Cloud Gaming
Computer games have become one of the most dynamic and fastest changing technological areas. One approach to providing content rich games on mobile devices is to stream the 3D graphic contents as traditional video content (ordered sequences of individual still images). The idea is to define a client-server architecture where modern video streaming and cloud computing techniques are exploited to allow clients with thin computing and rendering resources to provide their users with interactive visualization of 3D environments and data sets.
There have been proposals for streaming 3D graphics commands and letting the client render the game contents, such as by Tzruya et al., in “Games@Large—a new platform for ubiquitous gaming and multimedia”, Proceedings of BBEurope, Geneva, Switzerland, December 2006, which is incorporated by reference as if set forth in full herein. However, the paradigm may change due to the emergence of cloud computing. The concept of cloud-based multi-player on-line gaming is to shift the graphic rendering operations from the local client to the server in the cloud center and stream the rendered game contents to end users in form of video. Such services have been offered by vendors such as Otoy and Onlive. The new service heavily relies on low-latency video streaming technologies. It demands rich interactivity between clients and servers and low delay video transmission from the server to the client. Many technical issues for such a system were discussed by Tzruya et al., discussed above, and also by A. Jurgelionis et al., in “Platform for Distributed 3D Gaming”, International Journal of Computer Games Technology”, 2009, the later of which is also incorporated by reference as if set forth in full herein. It remains needed, however, to develop highly efficient encoding schemes that generate a more uniform bit-rate throughput to avoid the buffer delay and network latency.

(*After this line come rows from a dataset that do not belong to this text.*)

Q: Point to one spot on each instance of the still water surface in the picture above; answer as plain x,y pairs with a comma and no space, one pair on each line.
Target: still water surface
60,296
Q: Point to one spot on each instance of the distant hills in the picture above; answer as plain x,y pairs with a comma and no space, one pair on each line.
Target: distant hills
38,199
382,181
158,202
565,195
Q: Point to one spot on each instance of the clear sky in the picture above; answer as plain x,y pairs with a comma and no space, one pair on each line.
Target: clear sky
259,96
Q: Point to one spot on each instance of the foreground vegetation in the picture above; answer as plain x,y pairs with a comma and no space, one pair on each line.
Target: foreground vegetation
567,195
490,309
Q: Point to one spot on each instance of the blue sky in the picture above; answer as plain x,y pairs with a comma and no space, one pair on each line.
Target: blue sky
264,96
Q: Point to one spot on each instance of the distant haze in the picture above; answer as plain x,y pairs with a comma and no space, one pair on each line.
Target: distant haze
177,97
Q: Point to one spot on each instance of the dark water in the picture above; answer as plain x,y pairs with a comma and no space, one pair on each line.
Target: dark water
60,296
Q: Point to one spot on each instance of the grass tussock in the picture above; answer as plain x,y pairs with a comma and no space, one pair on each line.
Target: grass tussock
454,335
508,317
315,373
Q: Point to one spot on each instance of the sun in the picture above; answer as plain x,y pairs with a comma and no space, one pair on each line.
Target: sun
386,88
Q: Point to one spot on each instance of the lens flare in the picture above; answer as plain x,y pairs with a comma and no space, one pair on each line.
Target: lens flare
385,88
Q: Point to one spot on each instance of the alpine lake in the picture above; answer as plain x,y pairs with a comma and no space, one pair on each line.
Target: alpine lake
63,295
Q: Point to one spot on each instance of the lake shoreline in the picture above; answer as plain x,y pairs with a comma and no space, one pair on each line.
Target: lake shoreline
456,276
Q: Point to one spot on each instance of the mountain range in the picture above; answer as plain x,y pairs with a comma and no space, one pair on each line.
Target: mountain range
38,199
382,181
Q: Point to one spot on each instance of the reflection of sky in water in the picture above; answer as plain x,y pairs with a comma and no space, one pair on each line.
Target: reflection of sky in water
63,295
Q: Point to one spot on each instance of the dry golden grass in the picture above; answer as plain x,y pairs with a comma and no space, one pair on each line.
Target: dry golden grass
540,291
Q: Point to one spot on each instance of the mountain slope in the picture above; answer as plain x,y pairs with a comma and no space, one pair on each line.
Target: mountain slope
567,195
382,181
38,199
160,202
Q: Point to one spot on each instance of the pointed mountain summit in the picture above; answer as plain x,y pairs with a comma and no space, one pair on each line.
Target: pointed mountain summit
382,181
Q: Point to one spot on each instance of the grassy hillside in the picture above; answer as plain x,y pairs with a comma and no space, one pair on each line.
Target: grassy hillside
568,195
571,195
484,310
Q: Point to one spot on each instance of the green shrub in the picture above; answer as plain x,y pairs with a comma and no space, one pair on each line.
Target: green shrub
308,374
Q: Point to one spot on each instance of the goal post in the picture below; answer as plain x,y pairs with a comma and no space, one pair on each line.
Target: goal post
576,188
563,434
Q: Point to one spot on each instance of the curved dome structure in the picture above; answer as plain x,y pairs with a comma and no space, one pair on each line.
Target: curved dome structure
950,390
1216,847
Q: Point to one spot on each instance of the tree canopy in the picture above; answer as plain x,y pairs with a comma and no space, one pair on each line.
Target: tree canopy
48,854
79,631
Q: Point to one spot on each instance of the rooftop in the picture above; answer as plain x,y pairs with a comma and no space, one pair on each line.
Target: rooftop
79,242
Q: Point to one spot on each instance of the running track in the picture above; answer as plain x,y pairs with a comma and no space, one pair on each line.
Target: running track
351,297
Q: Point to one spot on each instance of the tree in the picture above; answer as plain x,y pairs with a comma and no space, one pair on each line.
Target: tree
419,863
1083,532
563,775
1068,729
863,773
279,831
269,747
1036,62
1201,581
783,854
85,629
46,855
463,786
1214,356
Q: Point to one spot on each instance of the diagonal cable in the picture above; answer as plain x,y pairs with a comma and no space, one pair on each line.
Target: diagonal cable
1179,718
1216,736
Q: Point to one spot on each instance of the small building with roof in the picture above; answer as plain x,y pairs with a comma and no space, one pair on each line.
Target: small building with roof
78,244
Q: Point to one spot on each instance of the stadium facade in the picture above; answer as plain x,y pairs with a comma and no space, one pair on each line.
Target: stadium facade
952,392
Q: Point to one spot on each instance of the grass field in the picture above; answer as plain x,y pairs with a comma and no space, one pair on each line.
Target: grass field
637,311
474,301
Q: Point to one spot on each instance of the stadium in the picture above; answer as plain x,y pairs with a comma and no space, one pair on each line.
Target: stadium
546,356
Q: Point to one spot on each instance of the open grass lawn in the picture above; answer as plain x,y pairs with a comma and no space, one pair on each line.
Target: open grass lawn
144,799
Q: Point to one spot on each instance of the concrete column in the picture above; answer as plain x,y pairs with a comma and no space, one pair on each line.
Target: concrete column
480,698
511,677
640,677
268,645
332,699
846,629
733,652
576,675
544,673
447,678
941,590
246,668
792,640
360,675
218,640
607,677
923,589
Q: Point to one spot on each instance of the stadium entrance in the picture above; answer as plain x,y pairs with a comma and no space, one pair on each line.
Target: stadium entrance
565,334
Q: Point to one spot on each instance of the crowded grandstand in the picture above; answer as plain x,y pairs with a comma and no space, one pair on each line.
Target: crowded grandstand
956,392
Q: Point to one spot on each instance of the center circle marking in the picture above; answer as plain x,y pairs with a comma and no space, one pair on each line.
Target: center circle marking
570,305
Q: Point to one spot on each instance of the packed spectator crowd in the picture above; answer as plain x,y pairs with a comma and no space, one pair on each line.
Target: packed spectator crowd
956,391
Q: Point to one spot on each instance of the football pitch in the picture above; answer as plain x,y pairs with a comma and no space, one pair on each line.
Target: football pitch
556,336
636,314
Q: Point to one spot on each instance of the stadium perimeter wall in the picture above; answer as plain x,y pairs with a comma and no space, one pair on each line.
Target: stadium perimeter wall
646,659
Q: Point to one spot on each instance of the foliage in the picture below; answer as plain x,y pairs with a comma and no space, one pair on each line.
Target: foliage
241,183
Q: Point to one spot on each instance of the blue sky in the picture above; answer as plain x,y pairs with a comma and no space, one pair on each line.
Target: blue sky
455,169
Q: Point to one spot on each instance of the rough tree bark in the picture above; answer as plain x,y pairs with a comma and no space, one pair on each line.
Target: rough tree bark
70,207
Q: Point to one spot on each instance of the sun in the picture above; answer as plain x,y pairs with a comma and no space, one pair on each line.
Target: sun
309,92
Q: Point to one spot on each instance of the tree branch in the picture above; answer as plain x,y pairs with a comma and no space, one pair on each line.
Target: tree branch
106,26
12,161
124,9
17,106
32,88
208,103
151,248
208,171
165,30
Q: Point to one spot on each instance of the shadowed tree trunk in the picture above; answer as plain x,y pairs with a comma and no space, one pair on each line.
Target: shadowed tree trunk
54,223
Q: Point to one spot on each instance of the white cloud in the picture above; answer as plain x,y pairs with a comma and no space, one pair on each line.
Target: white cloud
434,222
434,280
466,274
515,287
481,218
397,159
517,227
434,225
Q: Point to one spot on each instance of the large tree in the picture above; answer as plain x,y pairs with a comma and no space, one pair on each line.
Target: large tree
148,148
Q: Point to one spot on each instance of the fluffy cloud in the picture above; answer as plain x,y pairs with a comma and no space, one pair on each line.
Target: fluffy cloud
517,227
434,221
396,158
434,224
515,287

Video Compression, Generally
Conventional video compression methods are based on reducing the redundant and perceptually irrelevant information of video sequences (an ordered series of still images).
Redundancies can be removed such that the original video sequence can be recreated exactly (lossless compression). The redundancies can be categorized into three main classifications: spatial, temporal, and spectral redundancies. Spatial redundancy refers to the correlation among neighboring pixels. Temporal redundancy means that the same object or objects appear in the two or more different still images within the video sequence. Temporal redundancy is often described in terms of motion-compensation data. Spectral redundancy addresses the correlation among the different color components of the same image.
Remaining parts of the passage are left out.